A look of pure, unrestrained hatred flashed over Abramovich’s face for the briefest part of a second before his tight smile returned. But the hate remained in his eyes. I didn’t think it would ever leave them. “I regret to say my government was more tolerant of the Nazis than I first thought. At least, some Nazis. As it’s turned out, they brought quite a few of them back after the war.”
“So did the Americans,” Seago pointed out.
I remembered that. I said, “Scientists?”
Seago nodded. “Mainly. It seems friend Eldershott is quite chummy with them.”
“I don’t understand.”
Seago turned from the window. Whatever he was looking for out there, he still couldn’t find it. He had the look of a man who knew he never would. “I’m not sure we do, either. Eldershott was clean.”
I waited him out.
“We had him vetted,” he said. “At intervals. Standard procedure. He was clean.”
“Until Paris, then,” I said.
“Yes.” He sighed. “The most likely explanation is that they somehow turned him when he was in Paris, but we still don’t know why he’s important to them. He was just a cryptographer.”
“Working on angel-related problems?”
A shrug, conceding the point. The KGB man didn’t let go of his smile. Seago said, “Abramovich couldn’t find out quite what is going on. All we know is that there is a research facility that doesn’t officially exist, about a hundred and fifty miles out of Novosibirsk, and that Eldershott was taken there from the train.”

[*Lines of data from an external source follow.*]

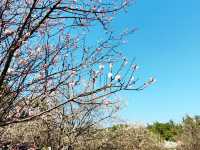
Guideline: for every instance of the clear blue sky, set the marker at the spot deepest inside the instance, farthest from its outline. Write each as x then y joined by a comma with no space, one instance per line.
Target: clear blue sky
167,46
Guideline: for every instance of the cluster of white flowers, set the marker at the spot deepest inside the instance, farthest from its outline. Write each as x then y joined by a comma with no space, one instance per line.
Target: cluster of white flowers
8,32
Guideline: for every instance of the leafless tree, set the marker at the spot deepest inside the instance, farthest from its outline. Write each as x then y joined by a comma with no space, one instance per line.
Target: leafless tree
47,60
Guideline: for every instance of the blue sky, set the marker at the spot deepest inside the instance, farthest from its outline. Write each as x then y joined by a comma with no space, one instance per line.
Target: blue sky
167,46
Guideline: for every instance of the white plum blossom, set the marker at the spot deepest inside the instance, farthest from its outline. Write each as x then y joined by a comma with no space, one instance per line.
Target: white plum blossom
23,62
126,62
101,67
106,102
72,84
110,75
8,32
135,67
110,65
10,70
151,80
117,77
39,50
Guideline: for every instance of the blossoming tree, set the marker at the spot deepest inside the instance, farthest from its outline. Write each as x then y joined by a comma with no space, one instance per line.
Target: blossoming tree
47,60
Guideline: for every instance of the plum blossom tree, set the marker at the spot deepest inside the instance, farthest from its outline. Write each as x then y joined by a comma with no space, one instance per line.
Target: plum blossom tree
47,60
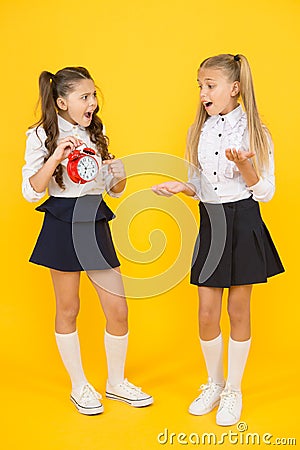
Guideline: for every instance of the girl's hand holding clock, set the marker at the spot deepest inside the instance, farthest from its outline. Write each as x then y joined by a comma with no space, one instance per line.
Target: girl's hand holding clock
65,147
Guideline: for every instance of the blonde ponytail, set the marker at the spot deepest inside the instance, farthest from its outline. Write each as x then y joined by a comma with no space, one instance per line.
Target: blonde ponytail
258,140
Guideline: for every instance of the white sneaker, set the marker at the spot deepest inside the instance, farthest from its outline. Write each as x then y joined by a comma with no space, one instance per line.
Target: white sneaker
230,408
128,393
87,401
208,399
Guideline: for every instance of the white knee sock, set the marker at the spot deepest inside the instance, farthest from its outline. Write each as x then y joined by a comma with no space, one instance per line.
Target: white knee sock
237,357
69,349
213,356
116,350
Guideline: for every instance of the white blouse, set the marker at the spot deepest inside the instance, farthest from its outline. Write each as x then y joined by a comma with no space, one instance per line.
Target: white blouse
218,180
34,157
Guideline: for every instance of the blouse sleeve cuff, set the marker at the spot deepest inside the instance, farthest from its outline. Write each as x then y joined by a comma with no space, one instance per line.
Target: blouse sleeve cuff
262,190
114,194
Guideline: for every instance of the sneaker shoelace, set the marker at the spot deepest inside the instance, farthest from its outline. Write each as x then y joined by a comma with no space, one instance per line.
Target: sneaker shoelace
208,390
131,388
87,394
228,399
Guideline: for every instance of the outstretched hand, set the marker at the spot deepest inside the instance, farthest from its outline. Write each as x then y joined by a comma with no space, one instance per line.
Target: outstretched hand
238,156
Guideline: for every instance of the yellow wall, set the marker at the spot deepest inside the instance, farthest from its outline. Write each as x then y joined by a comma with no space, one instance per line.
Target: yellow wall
144,55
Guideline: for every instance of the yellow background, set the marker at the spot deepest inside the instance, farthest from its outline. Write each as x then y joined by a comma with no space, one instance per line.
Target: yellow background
143,55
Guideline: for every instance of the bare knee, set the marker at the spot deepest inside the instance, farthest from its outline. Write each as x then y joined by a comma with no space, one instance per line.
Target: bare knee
119,313
207,317
67,310
238,315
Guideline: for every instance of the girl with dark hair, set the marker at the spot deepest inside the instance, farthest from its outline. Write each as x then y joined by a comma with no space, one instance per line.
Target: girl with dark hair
75,235
232,169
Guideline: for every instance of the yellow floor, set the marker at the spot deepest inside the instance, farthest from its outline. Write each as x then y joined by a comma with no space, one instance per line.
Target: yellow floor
36,412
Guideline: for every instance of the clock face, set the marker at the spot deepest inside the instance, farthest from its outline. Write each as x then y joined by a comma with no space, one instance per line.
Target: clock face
87,168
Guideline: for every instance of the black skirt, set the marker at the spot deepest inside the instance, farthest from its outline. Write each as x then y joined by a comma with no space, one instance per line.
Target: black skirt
234,246
75,235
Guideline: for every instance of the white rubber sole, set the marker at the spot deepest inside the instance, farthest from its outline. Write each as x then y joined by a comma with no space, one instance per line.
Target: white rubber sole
135,403
87,411
205,411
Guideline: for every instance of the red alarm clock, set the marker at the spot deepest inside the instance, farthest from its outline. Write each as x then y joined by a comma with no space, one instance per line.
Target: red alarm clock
82,167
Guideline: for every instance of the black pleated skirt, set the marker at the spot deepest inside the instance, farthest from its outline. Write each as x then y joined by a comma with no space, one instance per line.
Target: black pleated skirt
234,246
75,235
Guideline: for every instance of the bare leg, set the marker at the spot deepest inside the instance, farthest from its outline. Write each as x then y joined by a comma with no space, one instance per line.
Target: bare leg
66,288
239,312
210,302
109,287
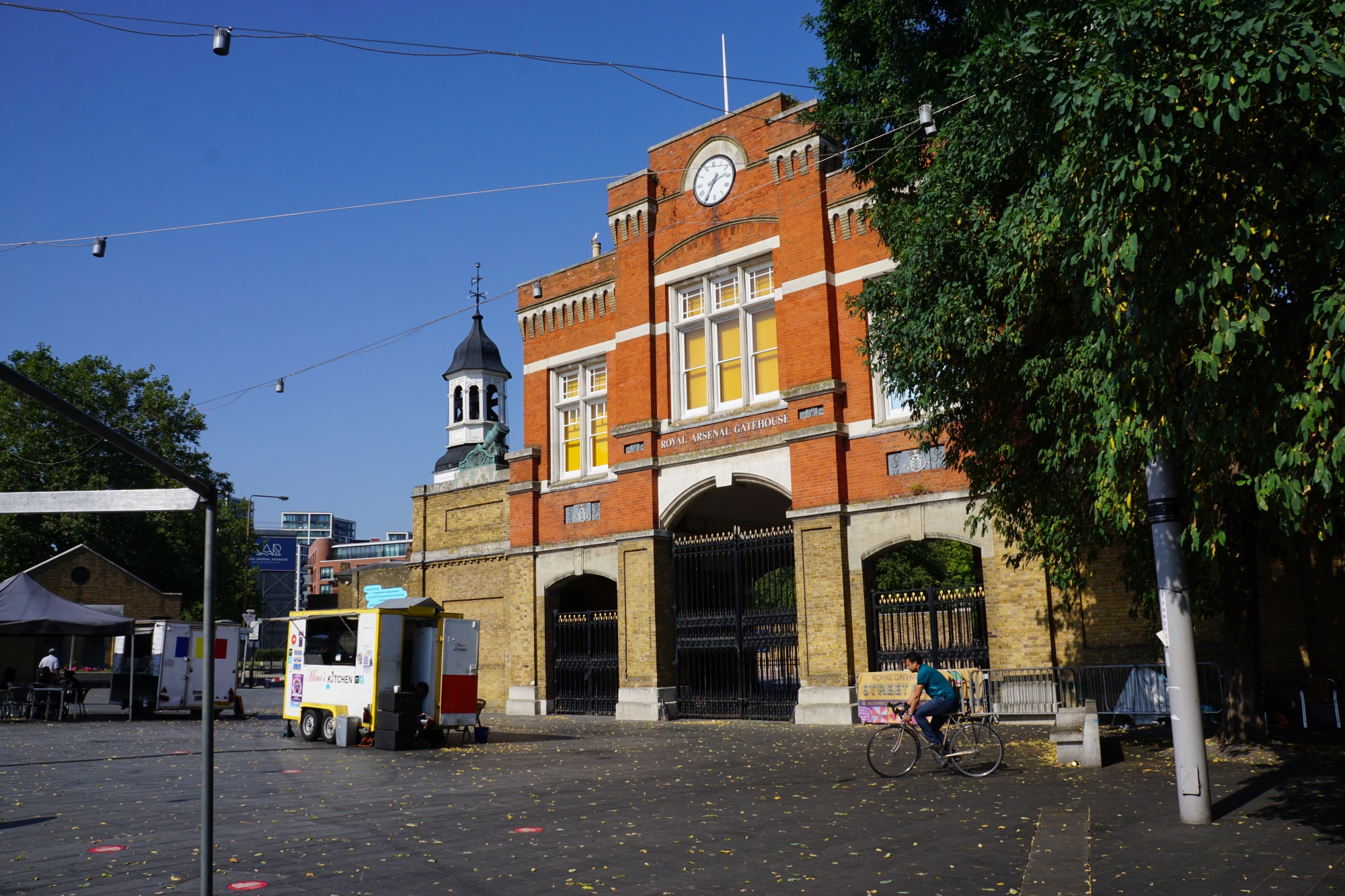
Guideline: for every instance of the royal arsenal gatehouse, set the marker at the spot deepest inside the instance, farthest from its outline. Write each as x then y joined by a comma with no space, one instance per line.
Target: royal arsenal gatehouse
701,512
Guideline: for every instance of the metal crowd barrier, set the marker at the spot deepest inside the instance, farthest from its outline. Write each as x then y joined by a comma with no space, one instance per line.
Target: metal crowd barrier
1024,692
1141,690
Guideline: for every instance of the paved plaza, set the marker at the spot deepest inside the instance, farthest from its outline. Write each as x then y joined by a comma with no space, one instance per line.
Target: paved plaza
641,807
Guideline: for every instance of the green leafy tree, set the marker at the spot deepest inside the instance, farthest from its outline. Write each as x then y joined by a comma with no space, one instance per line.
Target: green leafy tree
42,451
1125,239
941,563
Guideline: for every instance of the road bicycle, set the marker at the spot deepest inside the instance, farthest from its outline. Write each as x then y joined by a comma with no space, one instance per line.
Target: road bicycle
972,744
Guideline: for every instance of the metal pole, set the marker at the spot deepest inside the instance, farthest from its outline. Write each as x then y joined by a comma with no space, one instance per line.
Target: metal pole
208,709
1179,635
724,60
131,676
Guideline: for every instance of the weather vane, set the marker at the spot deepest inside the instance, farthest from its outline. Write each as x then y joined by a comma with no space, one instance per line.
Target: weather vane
475,292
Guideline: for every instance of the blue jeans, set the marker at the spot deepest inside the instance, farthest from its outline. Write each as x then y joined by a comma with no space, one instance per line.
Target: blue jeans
939,708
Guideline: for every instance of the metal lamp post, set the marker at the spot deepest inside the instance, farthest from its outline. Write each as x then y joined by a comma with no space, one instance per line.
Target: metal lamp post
245,602
1179,637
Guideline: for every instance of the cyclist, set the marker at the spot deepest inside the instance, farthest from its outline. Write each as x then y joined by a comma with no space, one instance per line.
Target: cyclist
944,700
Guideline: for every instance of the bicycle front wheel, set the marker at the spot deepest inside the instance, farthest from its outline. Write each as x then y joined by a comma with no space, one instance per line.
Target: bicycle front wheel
976,749
894,751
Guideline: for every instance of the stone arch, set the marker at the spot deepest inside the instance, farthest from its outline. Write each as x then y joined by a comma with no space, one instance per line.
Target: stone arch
588,587
723,505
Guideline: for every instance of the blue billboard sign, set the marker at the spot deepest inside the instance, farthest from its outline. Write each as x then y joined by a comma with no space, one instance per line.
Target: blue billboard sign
274,553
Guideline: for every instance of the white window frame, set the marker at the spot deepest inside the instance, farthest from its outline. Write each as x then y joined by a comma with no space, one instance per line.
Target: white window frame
711,315
582,403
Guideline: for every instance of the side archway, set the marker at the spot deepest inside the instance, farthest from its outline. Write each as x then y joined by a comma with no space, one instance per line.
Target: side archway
583,645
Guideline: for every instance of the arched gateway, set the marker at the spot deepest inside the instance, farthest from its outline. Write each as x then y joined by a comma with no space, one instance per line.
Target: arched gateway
736,631
584,645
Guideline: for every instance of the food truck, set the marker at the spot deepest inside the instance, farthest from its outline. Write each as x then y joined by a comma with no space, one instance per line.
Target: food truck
170,666
346,662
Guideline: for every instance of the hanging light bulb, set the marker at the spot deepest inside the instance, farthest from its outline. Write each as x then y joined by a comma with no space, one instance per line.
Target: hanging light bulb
927,119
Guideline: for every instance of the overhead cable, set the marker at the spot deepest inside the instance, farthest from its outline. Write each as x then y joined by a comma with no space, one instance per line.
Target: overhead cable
240,32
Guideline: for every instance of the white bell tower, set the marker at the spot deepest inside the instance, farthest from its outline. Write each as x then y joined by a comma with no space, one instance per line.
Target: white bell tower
477,393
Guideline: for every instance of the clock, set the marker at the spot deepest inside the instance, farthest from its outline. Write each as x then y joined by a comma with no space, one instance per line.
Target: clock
715,179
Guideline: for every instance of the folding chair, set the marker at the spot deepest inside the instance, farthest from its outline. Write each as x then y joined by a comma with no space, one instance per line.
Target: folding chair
1319,692
75,702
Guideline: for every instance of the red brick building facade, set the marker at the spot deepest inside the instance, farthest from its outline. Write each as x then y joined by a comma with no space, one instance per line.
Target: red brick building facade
704,376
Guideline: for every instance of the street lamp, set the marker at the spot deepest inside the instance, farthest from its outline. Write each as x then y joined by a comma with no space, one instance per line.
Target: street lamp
251,542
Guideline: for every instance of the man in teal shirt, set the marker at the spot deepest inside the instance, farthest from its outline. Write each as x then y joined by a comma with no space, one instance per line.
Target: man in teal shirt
944,698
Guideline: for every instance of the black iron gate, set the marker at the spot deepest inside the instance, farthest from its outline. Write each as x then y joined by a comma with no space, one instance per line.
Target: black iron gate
946,624
586,666
738,631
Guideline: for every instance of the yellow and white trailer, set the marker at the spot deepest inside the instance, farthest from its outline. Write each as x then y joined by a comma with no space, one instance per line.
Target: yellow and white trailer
338,661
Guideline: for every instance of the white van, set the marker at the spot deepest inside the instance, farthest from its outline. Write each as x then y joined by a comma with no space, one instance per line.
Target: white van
170,662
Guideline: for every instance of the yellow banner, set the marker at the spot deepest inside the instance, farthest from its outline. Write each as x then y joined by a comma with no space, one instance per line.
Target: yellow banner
879,689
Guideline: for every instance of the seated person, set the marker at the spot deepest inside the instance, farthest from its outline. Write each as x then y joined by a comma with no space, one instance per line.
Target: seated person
71,684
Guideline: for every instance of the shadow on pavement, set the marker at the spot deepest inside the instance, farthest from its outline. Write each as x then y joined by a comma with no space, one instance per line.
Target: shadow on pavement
25,822
1308,795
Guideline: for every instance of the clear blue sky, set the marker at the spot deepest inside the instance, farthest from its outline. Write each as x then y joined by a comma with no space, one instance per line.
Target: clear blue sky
108,132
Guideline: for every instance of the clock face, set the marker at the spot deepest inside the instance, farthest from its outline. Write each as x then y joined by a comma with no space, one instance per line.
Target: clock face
715,179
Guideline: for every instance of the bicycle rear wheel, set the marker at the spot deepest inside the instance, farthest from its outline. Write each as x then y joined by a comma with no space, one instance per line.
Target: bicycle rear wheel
892,751
976,749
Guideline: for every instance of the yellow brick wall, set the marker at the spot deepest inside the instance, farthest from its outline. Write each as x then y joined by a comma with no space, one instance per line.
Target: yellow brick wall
822,588
108,584
1016,612
645,612
461,517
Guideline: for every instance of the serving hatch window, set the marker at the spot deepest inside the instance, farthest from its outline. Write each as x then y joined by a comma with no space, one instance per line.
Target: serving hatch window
332,641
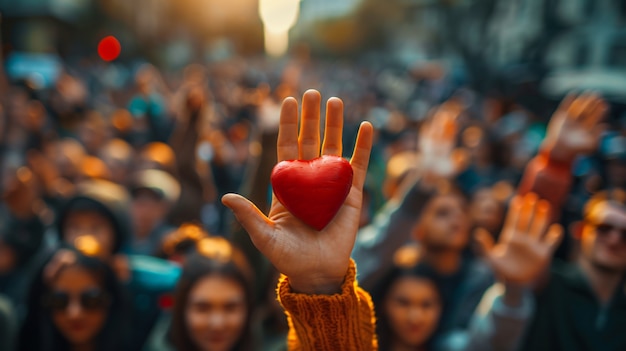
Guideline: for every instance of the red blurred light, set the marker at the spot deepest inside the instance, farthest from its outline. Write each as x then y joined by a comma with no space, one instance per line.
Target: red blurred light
166,301
109,48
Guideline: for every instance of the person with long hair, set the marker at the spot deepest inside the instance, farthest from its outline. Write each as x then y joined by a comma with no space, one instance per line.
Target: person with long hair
75,303
214,300
408,305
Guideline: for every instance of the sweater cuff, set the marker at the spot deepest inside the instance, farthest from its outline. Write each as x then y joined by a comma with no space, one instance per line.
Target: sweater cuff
342,321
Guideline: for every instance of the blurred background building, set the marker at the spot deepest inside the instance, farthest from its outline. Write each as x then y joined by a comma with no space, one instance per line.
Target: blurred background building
510,47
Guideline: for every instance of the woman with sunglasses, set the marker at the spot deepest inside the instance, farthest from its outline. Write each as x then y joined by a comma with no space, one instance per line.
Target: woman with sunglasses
75,303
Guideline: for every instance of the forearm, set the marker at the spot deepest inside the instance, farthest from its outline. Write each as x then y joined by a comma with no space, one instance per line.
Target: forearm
343,321
549,178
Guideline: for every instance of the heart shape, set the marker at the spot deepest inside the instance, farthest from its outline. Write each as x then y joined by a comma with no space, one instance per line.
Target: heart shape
313,190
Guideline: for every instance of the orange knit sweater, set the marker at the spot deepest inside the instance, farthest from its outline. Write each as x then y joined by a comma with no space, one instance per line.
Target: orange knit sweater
330,322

In the whiteness of the desert of ice, a building.... I shook my head, trying to dispel the sudden dizziness. When I opened my eyes, Seago and Abramovich seemed to have reached a sort of agreement between them.
Abramovich coughed, said “You need to, of course, recuperate from your injuries.” His one remaining hand was stroking a white beard and, apologetically, he said, as Seago nodded like an albatross by the window, “But we’d like you to penetrate that facility. At your earliest convenience, please.”